March 2, 2007 — Each year the Fort Dodge Animal Health Celebration of Champions culminates as the National Reined Cow Horse Association (NRCHA) World’s Greatest Horseman is crowned. This year’s champion is no stranger to the title. Team Horse & Rider member Bob Avila, from Temecula, Calif., earned the 2007 World’s Greatest Horseman at the Lone Star Arena in Stephenville, Texas, as the show wrapped up February 25.
Avila teamed up with Alan and Kay Needle’s Light N Fine to win the 2007 championship and a check for $30,000. Light N Fine, a Grays Starlight stallion out of Lenas Fine Freckle, is a former NRCHA Stakes Open Champion and Open Derby Reserve Champion. Although the horse has remarkable earnings from cow horse competition and has won his fair share of titles, Avila wanted him to win something huge. The World’s Greatest was just what he was hoping for and now Avila feels the horse has more than earned his retirement.
“This is the end of his career right here. He’s retired,” Avila said. “I really wanted to win it on this horse. He deserves a great big title. He’s got a bunch of titles but he didn’t have the biggest one I wanted. He deserved a big title and this is it. I’ll let him ride into the sunset with this one.”
In the 28-horse prelims, Light N Fine placed fourth in both the herd and rein work, seventh in the steer stopping and third in the cow work. He returned to the clean-slate finals to win the championship by a half point.

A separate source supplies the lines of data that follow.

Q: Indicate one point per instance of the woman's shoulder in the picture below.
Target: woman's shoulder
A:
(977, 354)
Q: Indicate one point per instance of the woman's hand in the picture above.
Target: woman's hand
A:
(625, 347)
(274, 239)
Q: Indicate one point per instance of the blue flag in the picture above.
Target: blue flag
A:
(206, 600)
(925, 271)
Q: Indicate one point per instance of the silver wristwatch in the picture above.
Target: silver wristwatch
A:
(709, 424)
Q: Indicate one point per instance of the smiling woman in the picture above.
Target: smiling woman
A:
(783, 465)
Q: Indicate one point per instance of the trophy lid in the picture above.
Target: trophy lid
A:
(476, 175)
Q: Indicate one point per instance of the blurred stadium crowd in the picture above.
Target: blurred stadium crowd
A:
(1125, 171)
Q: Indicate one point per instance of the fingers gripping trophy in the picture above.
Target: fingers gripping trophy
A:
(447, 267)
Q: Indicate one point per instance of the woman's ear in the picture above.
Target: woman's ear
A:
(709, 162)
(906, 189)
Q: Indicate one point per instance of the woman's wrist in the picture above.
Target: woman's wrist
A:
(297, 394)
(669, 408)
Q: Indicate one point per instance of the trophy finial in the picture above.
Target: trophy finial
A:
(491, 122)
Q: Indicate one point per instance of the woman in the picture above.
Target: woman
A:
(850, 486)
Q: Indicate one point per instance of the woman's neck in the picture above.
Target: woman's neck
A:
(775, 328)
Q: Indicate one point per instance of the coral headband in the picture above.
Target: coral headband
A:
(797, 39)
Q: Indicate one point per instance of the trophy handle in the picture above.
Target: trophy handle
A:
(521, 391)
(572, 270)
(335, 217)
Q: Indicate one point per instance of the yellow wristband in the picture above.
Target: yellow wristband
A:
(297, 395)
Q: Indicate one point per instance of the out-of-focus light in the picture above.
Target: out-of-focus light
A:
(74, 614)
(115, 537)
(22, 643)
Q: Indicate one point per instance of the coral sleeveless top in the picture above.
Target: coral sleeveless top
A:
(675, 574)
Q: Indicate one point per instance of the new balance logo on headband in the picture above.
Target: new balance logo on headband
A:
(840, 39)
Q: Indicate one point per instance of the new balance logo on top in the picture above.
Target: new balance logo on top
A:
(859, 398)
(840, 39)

“These cattle, we knew they were going to be just wild down the fence,” Avila said. “When they brought them in to settle them this morning we knew. Being first in the herd, I just tried to be safe. He was a little strong in the rein work, which I kind of felt he would be. He was really good for me in the roping. In the cow work, I worked that first cow so long I didn’t know if I had enough horse. When they blew the whistle on that second cow I was out of horse.”
The World’s Greatest competition is a true test to a horse and rider’s ability. Each team competes in herd work, rein work, steer stopping and cow work in the preliminaries, which take place over three days. After a day off, the top 10 return to the arena to compete in all four events again–this time in one day.
“We all say it’s the event we love to hate. It’s so nerve racking,” Avila said. “You have to try to have a cutting horse at one minute, you have to try to bring that whole tempo down and have them be a reining horse, then you have to go catch something and then the cow comes again.”
Avila is a three-time NRCHA Snaffle Bit Futurity Open Champion, a National Reining Horse Association Open Futurity Champion and is one of only four NRCHA Million Dollar Riders. He won the 2000 World’s Greatest Horseman title riding Paid By Chic.
Shawn Hays, from Saint Jo, Texas, finished reserve with Shine Smartly–a Shining Spark mare out of Smartly Dressed owned by his wife, Tammy, and father-in-law Walter Greeman.